The thing is, model is in effect a piece of software that has almost 0 marginal cost. You just need a few, maybe even one company to release SOTA models consistently to really crash the valuation of every model companies because every one can acquire that single piece of software without cost to leave other model companies by themselves. The foundational model scene is basically in an extremely unstable state readily to return to a stable state of the model cost goes to 0. You really don't need the state competition assumption to explain the current state of affairs.

akra 4 days ago

I'm not saying there is a centralised force - I didn't say the government per se. Its enough to say many of the models coming out of China - the AI portion isn't their main income source especially for the major models that people are hyping up (Qwen, DeepSeek, etc). This model (Qwen) from Alibaba is a side model more likely complimenting their main business and cloud offerings. DeepSeek started as a way to use AI for trading models firstly; then spun up on the side. I'm more speaking about China's general position - for them AI seems to be more of a compliment than the main business as compared say to the major AI labs in America (ex Google). My opinion is that robotics in particular just extends that going forward.

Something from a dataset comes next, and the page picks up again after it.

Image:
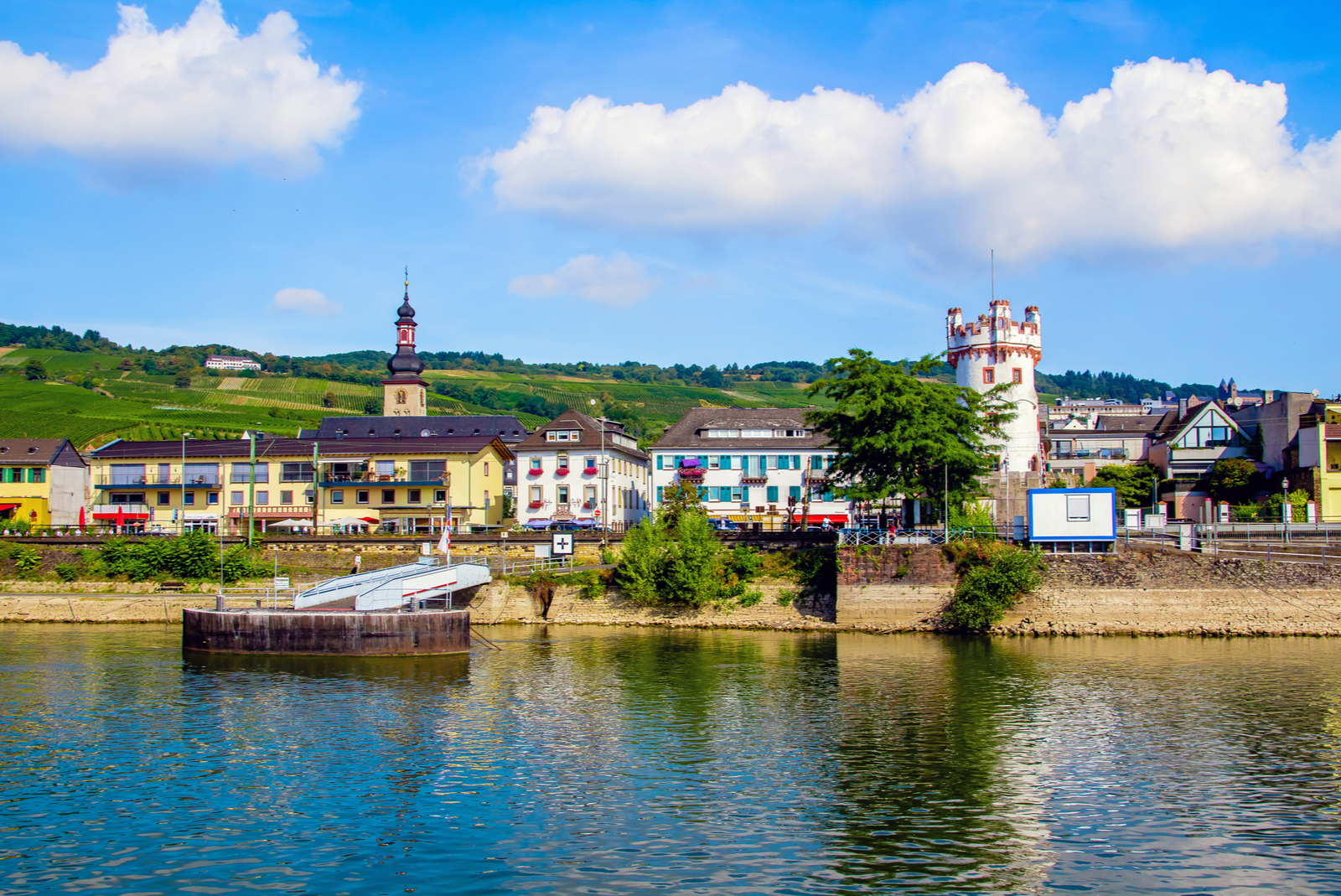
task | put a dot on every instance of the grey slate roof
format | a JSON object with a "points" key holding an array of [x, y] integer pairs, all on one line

Given as you say the long term cost of AI models is marginally zero, I don't think this is a bad position to be in.

zamadatix 6 days ago

Once setting investment dollars on fire is no longer viable it'll probably be because scaling died anyways so what's the rush to have a dozen new frontier models each year.

pizzly 6 days ago

One possibility. Certain countries will always be able to produce open models cheaper than others. USA and Europe probably won't be able. However, due to national security and wanting to promote their models overseas instead of letting their competitors promote theirs, the governments of USA and Europe will subsidize models which will lead their competitors to (further?) subsidies. There is a promotional aspect as well, just like Hollywood governments will use their open source models to promote their ideology.

energyrace 6 days ago

What's your take on why certain countries will have it cheaper and subsidies being at the forefront? An energy driven race to the bottom, is perhaps what you mean? I would suppose I have been seeing that China is ahead on their Renewables plan compared to the rest of the world, and they still have the lead on coal energy, so they'd likely be the winners on that front. But did you actually mean something else?

pizzly 5 days ago

Energy is definitely a major factor but other factors too. Cheaper infrastructure (data centers), cheaper components including GPUs (once that is cracked) and cheaper data collection (web scraping, surveillance infrastructure, etc). Any novel idea that improves the architectures of models in the future will inadvertently get leaked quickly and then all these other factors come into play. Countries that cannot make models this cheap will subsidize models for national security reasons and promoting their country's interest reasons.

pzo 5 days ago

The problem with china is, they will have to figure out latency. Right now DeepSeek models hosted in china are having very high latency. It could because of DDoS and not strong enough infrastructure but probably also because of Great Firewall, runtime censoring prompt and servers physical location (big ping to US and EU countries).

bigfudge 5 days ago

Surely ping time is basically irrelevant dealing with LLMs? It has to be dwarfed by inference time.

rfoo 5 days ago

> Right now DeepSeek models hosted in china are having very high latency.

If you are talking about DeepSeek's own hosted API service. It's because they deliberately decided to run the service in heavily overloaded conditions and have very aggressive batching policy to extract more out of their (limited) H800s.

Yes, for some reason (the reason I heard is "our boss don't want to run such a business" which sounds absurd but /shrug) they refuse to scale up serving their own models.

tw1984 5 days ago

> the reason I heard is "our boss don't want to run such a business" which sounds absurd

Liang gave up the No.1 Chinese hedge fund position to create AGI, he has very good chance to short the entire US share market and pocket some stupid amount of $ when R2 is released, he has pretty much unlimited support from local and central Chinese government. Trying to make some pennies from hosting models is not going to sustain what he enjoys now.

rfoo 4 days ago

tbh the "short the stock market" story is pretty silly, it wasn't predictable at all. but yeah, the guy got to do whatever he want to do now.

finnjohnsen2 6 days ago

ads again. somehow. its like a law of nature.

api 6 days ago

If nationalist propaganda counts as ads, that might already be supporting Chinese models. Ask them about Tiananmen Square.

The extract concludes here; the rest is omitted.